Hendrik Hermanus Joel Ngantung (1 March 1927 – 12 December 1991), better known as Henk Ngantung was an Indonesian autodidact painter and politician of Minahasan descent. He was appointed Deputy Governor by President Sukarno and then became the Governor of Jakarta of minority briefly between 1964 and 1965, the first Christian of the Catholic faith to hold this important post in predominantly Muslim Indonesia.

Henk Ngantung was born in the Minahasa heartland of North Sulawesi province in the capital city of Manado to a poor family. Henk was an autodidact painter without any formal education. Together with Chairil Anwar and Asrul Sani, he co-founded the Indonesian artistic movement Gelanggang (meaning the arena). He was also member of the China-Indonesia Friendship from 1955 to 1958.
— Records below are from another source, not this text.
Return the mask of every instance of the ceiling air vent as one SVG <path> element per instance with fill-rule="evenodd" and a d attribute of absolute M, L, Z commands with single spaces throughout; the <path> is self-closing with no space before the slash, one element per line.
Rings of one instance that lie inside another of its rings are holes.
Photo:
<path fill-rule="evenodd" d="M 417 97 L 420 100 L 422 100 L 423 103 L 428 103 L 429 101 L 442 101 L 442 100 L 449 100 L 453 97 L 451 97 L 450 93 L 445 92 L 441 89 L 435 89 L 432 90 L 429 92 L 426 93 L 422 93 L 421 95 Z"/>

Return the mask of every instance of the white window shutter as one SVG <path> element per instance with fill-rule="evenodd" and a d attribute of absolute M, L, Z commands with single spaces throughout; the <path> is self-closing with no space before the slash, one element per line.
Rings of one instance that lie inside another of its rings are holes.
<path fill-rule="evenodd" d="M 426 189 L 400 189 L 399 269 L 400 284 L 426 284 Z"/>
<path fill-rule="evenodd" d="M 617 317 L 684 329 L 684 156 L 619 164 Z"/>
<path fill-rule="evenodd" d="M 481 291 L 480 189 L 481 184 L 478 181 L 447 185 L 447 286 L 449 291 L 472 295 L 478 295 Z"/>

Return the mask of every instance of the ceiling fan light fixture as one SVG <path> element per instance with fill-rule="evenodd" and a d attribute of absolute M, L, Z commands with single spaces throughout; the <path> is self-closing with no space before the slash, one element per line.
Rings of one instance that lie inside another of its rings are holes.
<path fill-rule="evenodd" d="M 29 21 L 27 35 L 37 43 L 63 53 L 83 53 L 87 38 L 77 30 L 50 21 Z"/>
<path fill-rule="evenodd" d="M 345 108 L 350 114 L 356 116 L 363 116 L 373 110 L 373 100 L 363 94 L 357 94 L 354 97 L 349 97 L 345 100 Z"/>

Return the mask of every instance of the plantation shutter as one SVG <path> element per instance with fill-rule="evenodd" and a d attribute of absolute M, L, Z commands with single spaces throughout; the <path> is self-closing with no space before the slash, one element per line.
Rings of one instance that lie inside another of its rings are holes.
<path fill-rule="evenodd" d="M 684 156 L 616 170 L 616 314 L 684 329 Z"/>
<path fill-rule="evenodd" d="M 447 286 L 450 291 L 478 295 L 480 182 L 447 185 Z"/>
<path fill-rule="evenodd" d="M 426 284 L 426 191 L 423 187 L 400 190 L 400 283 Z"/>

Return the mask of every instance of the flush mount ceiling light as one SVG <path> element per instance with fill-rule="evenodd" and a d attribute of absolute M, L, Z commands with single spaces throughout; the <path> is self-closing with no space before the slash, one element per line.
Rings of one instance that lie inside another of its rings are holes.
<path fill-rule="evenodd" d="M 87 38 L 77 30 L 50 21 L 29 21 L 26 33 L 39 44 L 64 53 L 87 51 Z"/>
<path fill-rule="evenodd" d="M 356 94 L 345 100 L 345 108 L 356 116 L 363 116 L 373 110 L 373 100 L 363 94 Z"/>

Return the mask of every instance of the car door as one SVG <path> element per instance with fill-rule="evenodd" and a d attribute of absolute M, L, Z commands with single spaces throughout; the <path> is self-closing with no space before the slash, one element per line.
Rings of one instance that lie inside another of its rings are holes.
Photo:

Henk Ngantung was married to Hetty Evelyn "Evie" Mamesah and they had four children, Maya Ngantung, Genie Ngantung, Kamang Ngantung and Karno Ngantung.

He became Deputy governor of Jakarta during the reign of governor Soemarno Sosroatmodjo. President Sukarno entrusted him of turning Jakarta into a city of culture based on his work as an artist. After holding the post of deputy governor from 1960 to 1964, he succeeded Soemarno Sosroatmodjo as governor of Jakarta but very briefly 1964–1965 before Soemarno Sosroatmodjo retaking the position in 1965 again briefly until 1966. His appointment was vehemently opposed for his left-wing ideology with some opponents accusing him of being a communist.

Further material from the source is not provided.